Commander-in-Chief of Myanmar Navy
- In office 8 January 2024 – July 2024
- Preceded by: Admiral Moe Aung
- Succeeded by: Admiral Htein Win

Chief of General Staff (Navy)
- In office 3 February 2021 – 8 January 2024
- Preceded by: Admiral Moe Aung
- Succeeded by: Lieutenant General Aye Min Htwe

Personal details
- Born: 1968 (age 57–58)
- Education: Defence Services Academy
- Occupation: Navy officer
- Awards: Zayya Kyawhtin medal

Military service
- Allegiance: Myanmar
- Branch/service: Myanmar Navy
- Years of service: 1988–2024
- Rank: Lieutenant General
- Unit: Commander-in-Chief (Navy)

= Zwe Win Myint =

Burmese naval officer and Commander-in-Chief of the Myanmar Navy

Zwe Win Myint (ဇွဲဝင်းမြင့်; /my/; born 1968) is a Burmese naval officer who has served as the 16th Commander-in-Chief of the Myanmar Navy. Prior to this, he served as the Chief of Staff (Navy).

== Military career ==
Zwe Win Myint graduated from the Defence Services Academy, 30th Intake, and serves in the Navy with the identification number 3474. He was promoted through various ranks, becoming the Commander of Fleet No. 1 in 2015 and, by 2016, serving as the Tanintharyi Naval Regional Headquarters Commander with the rank of Captain.
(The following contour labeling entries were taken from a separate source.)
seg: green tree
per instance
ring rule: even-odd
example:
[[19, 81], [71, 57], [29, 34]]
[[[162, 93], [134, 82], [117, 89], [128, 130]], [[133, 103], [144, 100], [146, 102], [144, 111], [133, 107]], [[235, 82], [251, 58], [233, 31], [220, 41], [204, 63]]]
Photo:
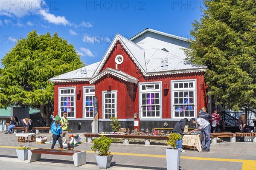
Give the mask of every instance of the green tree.
[[51, 36], [49, 32], [39, 35], [35, 30], [19, 40], [1, 62], [0, 107], [40, 109], [48, 125], [54, 94], [54, 84], [48, 79], [84, 65], [74, 46], [56, 32]]
[[256, 1], [204, 0], [195, 40], [185, 50], [192, 64], [207, 67], [205, 77], [217, 104], [238, 110], [256, 108]]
Subsequently, he was promoted to Commodore and held positions as the Ayeyarwady Naval Regional Headquarters Commander and Dala Naval Base Commander. On 3 February 2021, when Admiral Moe Aung became the Commander-in-Chief of the Myanmar Navy, he was appointed as the Chief of Staff (Navy). Later, on January 8, 2024, following Admiral Moe Aung's transfer to a civilian ministry, he became the 16th Commander-in-Chief of the Navy. He served in this role for about six months before submitting his resignation in July 2024.

=== Notable events ===
In 2015, he led the repatriation of 102 Myanmar nationals from Malaysia using the warship Maha Thiha Thura. Additionally, in 2020, he served as the Commander of Fleet Exercise-2020, which included the participation of the attack submarine Minye Theinkhathu.

== Awards received ==
In 2022, Zwe Win Myint was awarded the honorary title of 'Zeya Kyaw Htin,' a military honor.